O queixo do homem caiu. Ele se recuperou, passou a mão pelo cabelo curto e acenou com a cabeça.
"Vocês podem fazer essas coisas? Podem continuar vivos depois de receberem tiros? Correr em alta velocidade? Levantar tanques?"
"Eu nunca levantei um tanque, mas o resto, sim, eu posso." O pai disse. O homem recuou e disse:
"Certo, mas estarei aqui, vou fazer parte do resgate."
Vendo que o homem não sairia da sala, Peter achou melhor chamar o pai para conversarem no quarto. Havia muito a ser dito.
"Pai, como Torrent pôde fazer aquilo com Charlie? Eu não entendi nada. Ele mataria Charlie se aquela desgraçada mandasse?" A dúvida corroía as entranhas de Peter. Se aquela puta controlasse Torrent, a última preocupação deles seriam os soldados com merda nas veias.
"Eu estive pensando nisso, filhote. Antigamente dizíamos que machos vinculados fariam qualquer coisa por suas companheiras. Slade, por exemplo, deixou Trisha achar que ele não queria nada com ela, na intenção de protegê-la. Justice assassinou outros Novas Espécies que ameaçaram Jessie. Moon perdeu a razão, ficou louco devido a uma droga e Joy conseguiu trazê-lo a razão. Mas nunca ouvi falar de um Nova Espécie que pudesse quase matar uma fêmea indefesa para impedir que sua companheira vinculada se matasse."
Peter sentiu a dor no peito quando se lembrou de Torrent apertando o pescoço de Charlotte. Eles tinham que encontrá-la!
"Pai, não posso esperar eles chegarem. Tenho que ir atrás dela!"
"E morrer no processo? Veja, filhote, você não sentiu nada estranho nessa casa? Quantas premonições você teve desde que chegou aqui? O que o cardiologista disse sobre o coração do tio Francis? E desde quando Torrent desenvolveu um fator de cura como o meu ou o seu, sem que nunca tenha usado nenhuma das drogas de Gabriel?"

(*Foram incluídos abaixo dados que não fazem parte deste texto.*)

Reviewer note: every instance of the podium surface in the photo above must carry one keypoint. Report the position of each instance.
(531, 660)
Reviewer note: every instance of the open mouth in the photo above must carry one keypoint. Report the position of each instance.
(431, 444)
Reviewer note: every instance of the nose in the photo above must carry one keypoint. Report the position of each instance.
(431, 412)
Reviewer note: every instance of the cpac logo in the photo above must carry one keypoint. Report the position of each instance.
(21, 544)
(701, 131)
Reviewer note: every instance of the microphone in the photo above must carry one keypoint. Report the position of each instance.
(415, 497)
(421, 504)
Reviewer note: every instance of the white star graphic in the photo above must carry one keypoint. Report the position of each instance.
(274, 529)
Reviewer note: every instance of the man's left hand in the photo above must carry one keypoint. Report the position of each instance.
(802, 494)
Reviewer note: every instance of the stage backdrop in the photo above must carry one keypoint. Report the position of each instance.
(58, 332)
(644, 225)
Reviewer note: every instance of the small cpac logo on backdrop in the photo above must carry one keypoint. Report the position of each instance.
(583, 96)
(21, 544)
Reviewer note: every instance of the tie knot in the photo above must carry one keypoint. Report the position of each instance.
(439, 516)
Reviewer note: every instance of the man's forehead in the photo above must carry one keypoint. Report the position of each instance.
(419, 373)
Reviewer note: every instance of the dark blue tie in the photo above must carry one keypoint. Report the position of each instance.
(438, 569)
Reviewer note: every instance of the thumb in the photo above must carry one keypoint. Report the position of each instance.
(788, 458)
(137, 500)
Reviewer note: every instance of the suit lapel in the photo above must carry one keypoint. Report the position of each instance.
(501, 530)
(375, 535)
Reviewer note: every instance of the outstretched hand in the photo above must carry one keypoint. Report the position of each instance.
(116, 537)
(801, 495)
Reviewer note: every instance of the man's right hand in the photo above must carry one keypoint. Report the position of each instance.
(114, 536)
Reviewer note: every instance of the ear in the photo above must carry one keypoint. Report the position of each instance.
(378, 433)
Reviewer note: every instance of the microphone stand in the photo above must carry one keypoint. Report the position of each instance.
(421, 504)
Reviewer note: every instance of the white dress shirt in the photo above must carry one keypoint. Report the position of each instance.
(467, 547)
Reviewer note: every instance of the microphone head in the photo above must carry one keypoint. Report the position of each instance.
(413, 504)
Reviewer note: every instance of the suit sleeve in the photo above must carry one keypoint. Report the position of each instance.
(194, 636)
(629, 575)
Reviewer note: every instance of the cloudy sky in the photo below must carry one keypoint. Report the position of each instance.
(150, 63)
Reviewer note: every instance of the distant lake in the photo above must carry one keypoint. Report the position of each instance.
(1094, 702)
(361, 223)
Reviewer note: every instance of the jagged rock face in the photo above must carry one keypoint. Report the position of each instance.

Peter parou um instante de respirar.
O cardiologista disse que o coração do tio Francis estava mais forte que o dele. Mas as batidas continuavam irregulares. Ele fechou os olhos e se forçou a ouvir os corações das pessoas que estavam ali. Haviam cinco batidas diferentes, mas ele sabia que haviam mais de vinte pessoas perambulando pela propriedade.
"Pai, não consigo ouvir todos os corações que eu deveria estar ouvindo. O que isso quer dizer?"
"Quero dizer que não estamos no nosso normal. Há alguma coisa nessa casa que confunde os nossos sentidos. Vamos ao bosque."
Chegaram ao bosque, e quanto mais adentraram por entre as árvores, mais os sentidos de Peter se ampliavam. O cheiro, os sons, tudo parecia amplificado.
"Pai?"
Vengeance parou e encheu os pulmões de ar.
"Eu não tive nem um vislumbre de nada, enquanto estávamos na porra daquela casa. Só percebi alguma coisa diferente, quando estávamos treinando e pude ver o golpe que você tinha planejado me dar antes de você fazer. Aí, eu comecei a observar que dentro daquela casa, eu estava totalmente cego, filhote."
Peter também, ele concluiu. Quando Joel ia morrer, ele o viu morto. Então por que nem ele, nem seu pai viram o que aconteceria com Charlie?
"Mas Gabriel está morto, pai. Quem seria capaz de fazer alguma coisa dessas? Nem sabemos o que pode ser!" Peter sentiu o desespero em sua voz. Como seu pai conseguia ficar tão calmo?
"Gabriel está morto, filhote, mas Michael está vivo, muito vivo."